RSpec.describe "NPI search", type: :system do
it "shows the physician's NPI number" do
VCR.use_cassette "npi_search" do # <---------------- add this
visit new_npi_search_path
fill_in "first_name", with: "joel"
fill_in "last_name", with: "fuhrman"
click_on "Search"
expect(page).to have_content("1386765287")
end
end
end
Last time we ran this test it failed because WebMock was blocking its HTTP request. If we run the test now, it will pass, because VCR and WebMock together are allowing the HTTP request to happen.
If we look in the spec/cassettes directory after running this test, we’ll see that there’s a new file there called npi_search.yml. Its contents look like the following.

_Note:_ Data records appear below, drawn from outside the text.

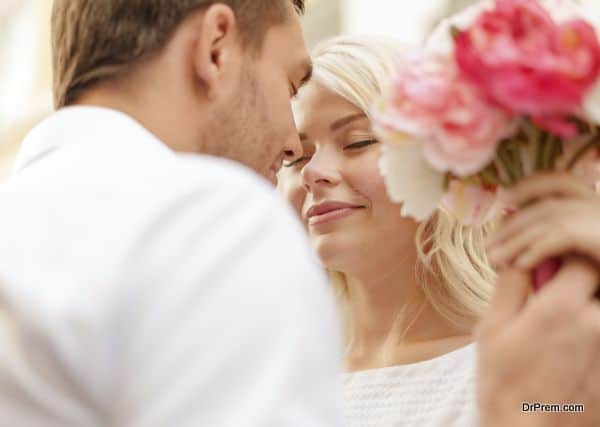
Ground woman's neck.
[346,264,472,371]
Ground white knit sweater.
[343,344,477,427]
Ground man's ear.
[193,3,242,99]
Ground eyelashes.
[282,138,379,168]
[283,156,310,168]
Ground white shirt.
[343,344,478,427]
[0,107,341,427]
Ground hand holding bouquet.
[373,0,600,285]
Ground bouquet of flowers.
[373,0,600,290]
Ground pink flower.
[455,0,600,136]
[374,51,512,176]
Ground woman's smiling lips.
[306,202,364,225]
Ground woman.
[280,37,495,427]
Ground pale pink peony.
[455,0,600,136]
[374,51,512,176]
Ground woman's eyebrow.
[329,113,367,132]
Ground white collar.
[13,106,173,173]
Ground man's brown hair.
[52,0,304,108]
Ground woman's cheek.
[277,170,306,217]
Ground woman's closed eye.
[344,138,379,150]
[283,156,310,168]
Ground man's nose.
[283,132,302,159]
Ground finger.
[476,269,531,336]
[504,172,595,206]
[488,221,550,266]
[538,256,600,305]
[486,199,557,252]
[514,230,577,270]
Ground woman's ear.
[193,3,243,100]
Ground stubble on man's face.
[202,63,273,177]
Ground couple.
[0,0,600,427]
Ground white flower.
[379,141,444,221]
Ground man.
[0,0,600,427]
[0,0,341,427]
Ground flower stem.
[567,133,600,172]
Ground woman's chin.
[311,233,362,272]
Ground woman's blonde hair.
[313,36,496,328]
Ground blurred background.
[0,0,600,181]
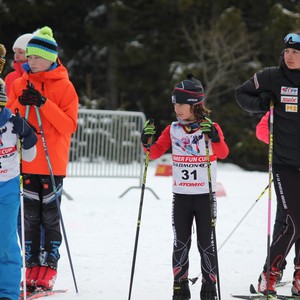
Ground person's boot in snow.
[21,266,40,291]
[292,265,300,296]
[172,279,191,300]
[200,282,217,300]
[35,266,57,291]
[257,267,280,295]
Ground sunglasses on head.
[284,33,300,44]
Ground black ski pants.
[23,174,63,267]
[172,194,216,283]
[265,165,300,268]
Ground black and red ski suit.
[145,122,229,283]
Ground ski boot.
[200,282,217,300]
[292,265,300,296]
[257,267,280,295]
[35,266,57,291]
[172,279,191,300]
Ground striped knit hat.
[0,78,7,106]
[26,26,58,62]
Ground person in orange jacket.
[7,26,78,290]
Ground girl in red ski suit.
[142,75,229,300]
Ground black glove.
[259,92,275,111]
[9,113,37,149]
[19,86,46,107]
[200,117,220,143]
[141,119,156,147]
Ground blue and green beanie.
[26,26,58,62]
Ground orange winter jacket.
[6,65,78,176]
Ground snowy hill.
[49,162,294,300]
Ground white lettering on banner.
[172,155,216,163]
[0,146,17,155]
[173,162,207,168]
[178,182,205,186]
[281,86,298,96]
[280,96,298,103]
[285,104,298,112]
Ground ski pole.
[16,122,27,300]
[205,134,221,300]
[128,128,152,300]
[35,106,78,293]
[267,101,274,298]
[189,180,273,284]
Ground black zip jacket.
[235,60,300,169]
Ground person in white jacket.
[0,78,37,300]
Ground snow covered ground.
[49,158,294,300]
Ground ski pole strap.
[205,134,216,227]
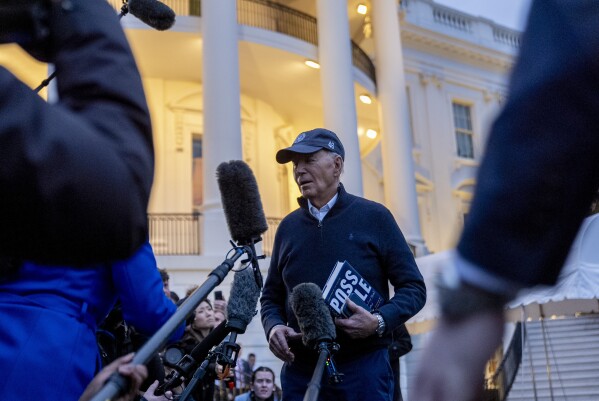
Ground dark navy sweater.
[261,184,426,362]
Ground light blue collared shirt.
[308,193,339,221]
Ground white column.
[372,0,426,255]
[202,0,242,255]
[317,0,363,196]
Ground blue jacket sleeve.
[112,242,185,341]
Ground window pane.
[456,132,474,159]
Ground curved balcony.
[109,0,376,85]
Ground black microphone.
[290,283,336,348]
[216,160,268,245]
[227,268,260,334]
[289,283,343,401]
[127,0,175,31]
[155,269,260,395]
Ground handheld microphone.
[289,283,343,401]
[290,283,336,348]
[216,160,268,245]
[155,269,260,395]
[128,0,175,31]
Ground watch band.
[373,312,386,337]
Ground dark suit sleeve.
[0,0,154,264]
[458,0,599,286]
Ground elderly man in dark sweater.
[261,128,426,401]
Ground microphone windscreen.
[128,0,175,31]
[290,283,336,348]
[216,160,268,244]
[189,321,229,361]
[227,267,260,334]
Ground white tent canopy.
[407,214,599,333]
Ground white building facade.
[0,0,519,394]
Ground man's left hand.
[335,298,379,338]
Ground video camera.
[0,0,52,45]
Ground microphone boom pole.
[91,246,246,401]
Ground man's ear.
[334,155,343,177]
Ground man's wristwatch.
[373,312,387,337]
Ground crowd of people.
[5,0,599,401]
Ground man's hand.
[268,325,302,362]
[410,310,504,401]
[335,298,379,338]
[79,353,148,401]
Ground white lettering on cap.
[293,132,306,143]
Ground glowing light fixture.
[304,60,320,70]
[358,93,372,104]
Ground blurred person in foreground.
[410,0,599,401]
[0,242,184,401]
[261,128,426,401]
[79,353,148,401]
[0,0,154,270]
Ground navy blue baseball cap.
[277,128,345,164]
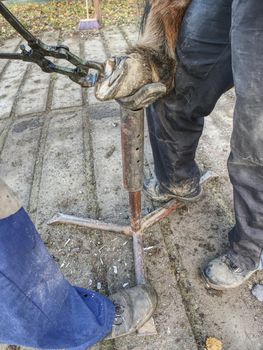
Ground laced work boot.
[143,177,202,202]
[105,285,157,340]
[202,254,259,290]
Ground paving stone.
[51,36,82,109]
[0,61,28,119]
[36,111,107,289]
[36,111,86,220]
[0,38,21,74]
[122,25,139,45]
[15,32,59,116]
[103,27,127,55]
[0,117,43,207]
[88,97,120,119]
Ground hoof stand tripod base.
[49,108,219,335]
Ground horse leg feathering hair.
[96,0,191,100]
[131,0,191,89]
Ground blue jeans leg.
[0,180,115,349]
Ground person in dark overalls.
[97,0,263,290]
[145,0,263,290]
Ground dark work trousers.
[0,179,115,350]
[147,0,263,270]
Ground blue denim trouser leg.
[147,0,263,270]
[0,180,115,349]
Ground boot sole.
[200,269,256,291]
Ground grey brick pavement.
[0,26,263,350]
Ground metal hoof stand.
[49,108,215,335]
[0,1,218,335]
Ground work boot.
[105,285,157,340]
[143,177,202,202]
[202,254,259,290]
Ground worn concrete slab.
[0,26,263,350]
[0,117,43,208]
[0,61,28,119]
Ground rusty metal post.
[121,108,146,284]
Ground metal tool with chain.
[0,1,104,87]
[0,1,219,335]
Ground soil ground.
[0,26,263,350]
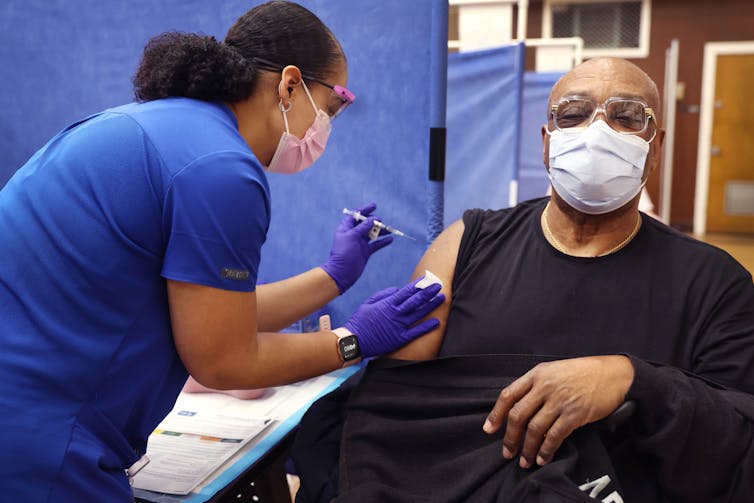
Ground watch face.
[338,335,361,362]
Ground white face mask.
[547,120,651,215]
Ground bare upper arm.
[390,220,464,360]
[167,280,257,387]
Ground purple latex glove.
[322,203,393,293]
[344,278,445,358]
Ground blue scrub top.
[0,98,270,502]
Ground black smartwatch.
[333,327,361,367]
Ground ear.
[647,128,665,176]
[278,65,301,103]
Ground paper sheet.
[133,407,271,494]
[133,375,336,494]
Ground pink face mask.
[267,81,332,175]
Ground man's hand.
[484,355,634,468]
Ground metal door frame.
[694,41,754,236]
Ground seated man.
[292,58,754,502]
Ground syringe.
[343,208,416,241]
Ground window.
[542,0,651,58]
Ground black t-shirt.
[440,199,754,392]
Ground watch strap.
[332,327,361,367]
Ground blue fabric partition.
[0,0,448,324]
[517,72,562,201]
[445,44,524,226]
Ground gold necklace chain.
[542,201,641,257]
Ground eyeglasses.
[247,58,356,119]
[550,97,655,134]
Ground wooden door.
[707,54,754,234]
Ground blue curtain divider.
[0,0,448,324]
[444,43,524,226]
[517,72,563,201]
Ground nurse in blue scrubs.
[0,2,442,503]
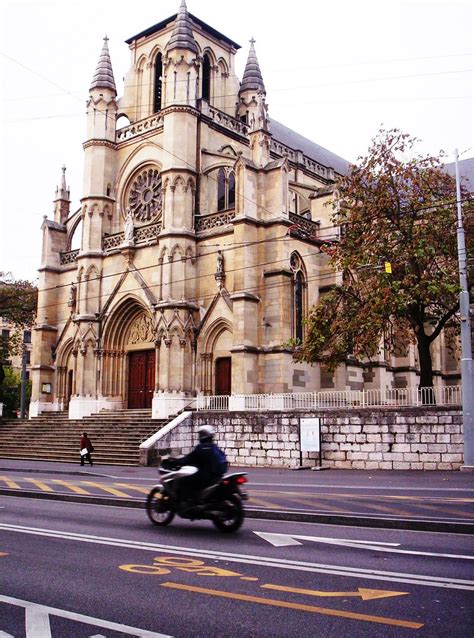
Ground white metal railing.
[196,386,462,412]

Each time this test is run, VCR will ask, “Is there a cassette called npi_search?” If not, VCR will allow the HTTP request to go out, and a new cassette will be recorded for that HTTP request. If there is an existing cassette called npi_search, VCR will block the HTTP request and just use the recorded cassette in its place.
Takeaways
Tests should be deterministic. The passing or failing of a test should be determined by the content of the application code and nothing else.
We don’t want tests to be able to alter production data.
WebMock can police our app to stop it from making external network requests.
VCR can record our tests’ network interactions for playback later.